The breakout R&B singer has a new song with Tyler, the Creator, and a third album in the works. Here’s how he’s staying centered these days.
Brent Faiyaz on His New Music, and Staying Motivated in 2021
If you don’t know Brent Faiyaz yet, you’ll soon notice him everywhere. The Columbia, Maryland-born artist makes the kind of R&B music you want to hear while driving with the windows down, dreaming of a night out in whatever far future includes them. Faiyaz popped up on the Pyer Moss runway in 2019. In 2020, the 25-year-old released his second full-length album, “Fuck The World.” At the start of this year, he starred in an ad for Calvin Klein from pgLang, Kendrick Lamar’s creative services company. And today, he’s got a new song, “Gravity,” with Tyler the Creator.
“The track is about a woman holding you down through all [the ups and downs.],” the Los Angeles-based singer tells Vogue. “The song has an out of space energy that makes you feel like everything and anything is possible.” (A welcome feeling these days.)
Faiyaz has been making music ever since the age of 12. “I would just be in the crib in Columbia messing around,” he says. His parents weren’t always understanding of his dreams. “They’d be like, ‘come on now, bro, be realistic!’” Their concern, he admits, may have been warranted: “If I’m being honest, I was messing up on every other level in my life growing up—whether it was in school or in my jobs. I was always distracted by my love for music,” he remembers. “It was motivational to me, to prove that I could make it. Music is something I always did for myself and knew I had to do. Whenever things would irritate me growing up, I would just focus on the life I wanted for myself instead. Luckily I was surrounded by friends who had similar dreams, too.”

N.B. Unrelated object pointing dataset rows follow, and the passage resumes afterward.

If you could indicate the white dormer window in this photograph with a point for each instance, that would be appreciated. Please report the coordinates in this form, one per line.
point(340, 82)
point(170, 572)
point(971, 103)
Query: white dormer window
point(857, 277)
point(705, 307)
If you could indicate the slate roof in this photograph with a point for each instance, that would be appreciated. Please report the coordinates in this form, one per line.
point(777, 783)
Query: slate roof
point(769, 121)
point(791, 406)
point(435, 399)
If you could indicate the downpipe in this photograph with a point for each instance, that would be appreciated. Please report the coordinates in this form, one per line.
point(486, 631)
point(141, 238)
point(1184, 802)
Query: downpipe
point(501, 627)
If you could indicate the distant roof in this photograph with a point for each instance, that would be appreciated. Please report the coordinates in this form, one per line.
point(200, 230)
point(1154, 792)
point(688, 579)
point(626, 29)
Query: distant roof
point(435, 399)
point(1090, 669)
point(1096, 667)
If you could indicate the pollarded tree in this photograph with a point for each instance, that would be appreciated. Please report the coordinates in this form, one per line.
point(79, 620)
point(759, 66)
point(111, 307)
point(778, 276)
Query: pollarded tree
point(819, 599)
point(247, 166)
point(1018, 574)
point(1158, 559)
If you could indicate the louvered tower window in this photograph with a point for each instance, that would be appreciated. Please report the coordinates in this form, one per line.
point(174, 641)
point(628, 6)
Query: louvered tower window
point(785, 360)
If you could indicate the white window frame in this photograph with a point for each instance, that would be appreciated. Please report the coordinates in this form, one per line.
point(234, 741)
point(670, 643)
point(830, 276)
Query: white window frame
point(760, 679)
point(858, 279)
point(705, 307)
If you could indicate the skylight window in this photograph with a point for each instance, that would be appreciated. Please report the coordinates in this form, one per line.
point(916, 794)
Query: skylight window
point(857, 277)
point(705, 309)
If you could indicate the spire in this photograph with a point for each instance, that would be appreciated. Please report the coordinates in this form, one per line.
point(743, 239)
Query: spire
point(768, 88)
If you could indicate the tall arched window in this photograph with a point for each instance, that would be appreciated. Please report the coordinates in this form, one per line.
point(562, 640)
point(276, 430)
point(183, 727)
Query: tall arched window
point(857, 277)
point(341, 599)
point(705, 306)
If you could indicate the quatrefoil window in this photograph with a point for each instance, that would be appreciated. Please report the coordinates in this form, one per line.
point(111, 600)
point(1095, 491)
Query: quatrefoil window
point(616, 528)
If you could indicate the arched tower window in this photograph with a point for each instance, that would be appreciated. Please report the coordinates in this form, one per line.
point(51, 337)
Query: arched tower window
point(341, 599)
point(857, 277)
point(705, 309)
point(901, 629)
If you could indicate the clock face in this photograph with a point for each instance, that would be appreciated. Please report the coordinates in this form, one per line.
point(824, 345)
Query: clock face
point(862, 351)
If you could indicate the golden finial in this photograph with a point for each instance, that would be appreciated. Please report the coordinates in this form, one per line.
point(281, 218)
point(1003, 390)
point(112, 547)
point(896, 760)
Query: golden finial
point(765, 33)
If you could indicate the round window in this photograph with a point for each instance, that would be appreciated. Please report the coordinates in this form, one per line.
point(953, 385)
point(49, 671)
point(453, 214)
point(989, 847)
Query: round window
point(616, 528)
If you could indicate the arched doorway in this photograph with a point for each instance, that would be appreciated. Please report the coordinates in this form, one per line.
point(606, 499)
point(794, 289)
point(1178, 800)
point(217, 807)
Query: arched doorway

The musician has applied that same focus to his self-care game throughout the pandemic, a time where it can often be hard to “imagine better.” Faiyaz has been working out, watching movies, and reading “a lot,” he says. He often refers back to the book, Amusing Ourselves to Death, the 1985 book that explored “the corrosive effects of electronic media on a democratic society”well before the rise of Trump. Sun Tzu’s The Art of War is another favorite. “I’m really into books that can give me overall perspectives on how I see life, and the way I see the world right now in particular,” he says. “Just things that I know are going to motivate me.”